Low income countries receive donor support for the procurement of IVD for priority diseases such as HIV/AIDS, malaria and TB. Donors face a dilemma when selecting products that do not have regulatory approval as they do not have independent guidance on their safety or the quality of manufacture. Mechanisms to assist donor agencies include advice from agencies such as the US Centers for Disease Control and Prevention. WHO has a program to examine the quality and safety of tests for HIV and malaria in a process called prequalification. Advice to manufacturers regarding the process and a list of successfully prequalified IVD is available on their website [39]. WHO does not have a legal mandate to regulate medical products but prequalification is a helpful guide where recommendations from NRA are not yet available. TB tests have not so far been included in the prequalification program.
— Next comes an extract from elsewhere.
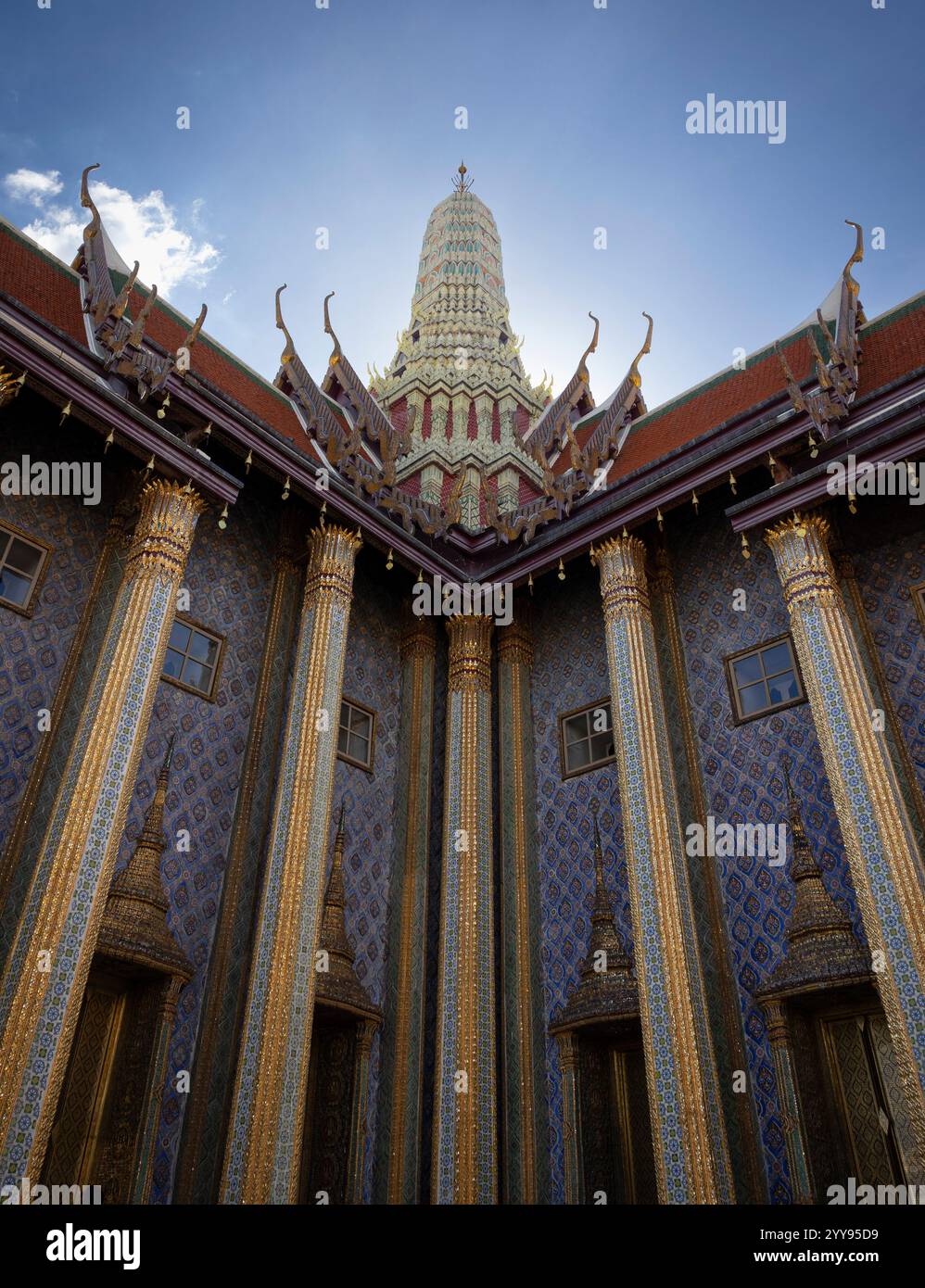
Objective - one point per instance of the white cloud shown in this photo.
(141, 228)
(32, 185)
The WHO TB Strategic and Technical Advisory Group (STAG TB) have endorsed some technologies following review of data on their performance published in the scientific press and provided by test developers. They have adopted the GRADE system of evaluating evidence where the strength of recommendations may be moderated dependent on the quality of the evidence that is available for review [40,41]. However, systematic review of product safety and quality of manufacture is not undertaken.

6. Conclusions

Control of infectious disease in developing countries is hindered by the suboptimal provision of diagnostic services and action is needed to remedy the situation. Encouragement is needed to promote innovation to address the needs of populations that are blighted by diseases such as HIV/AIDS and TB. Laboratories are often inaccessible, poorly resourced and lacking basic amenities and new tests are needed that can be used outside of the laboratory offering improved access to diagnosis, particularly for persons living in remote or rural areas. Recent advances in technologies for sample manipulation and detection offer new possibilities to develop easy to use, rapid tests. Such tests should be robust and capable of withstanding the temperatures and dust levels found in tropical climates. They also have to be affordable. Despite the considerable hurdles facing test developers and manufacturers, new devices continue to be developed; however, many promising technologies fall by the wayside and do not enter the market. Efforts to streamline regulatory processes should be encouraged to reduce unnecessary costs and accelerate premarket approval of devices found safe and beneficial the population.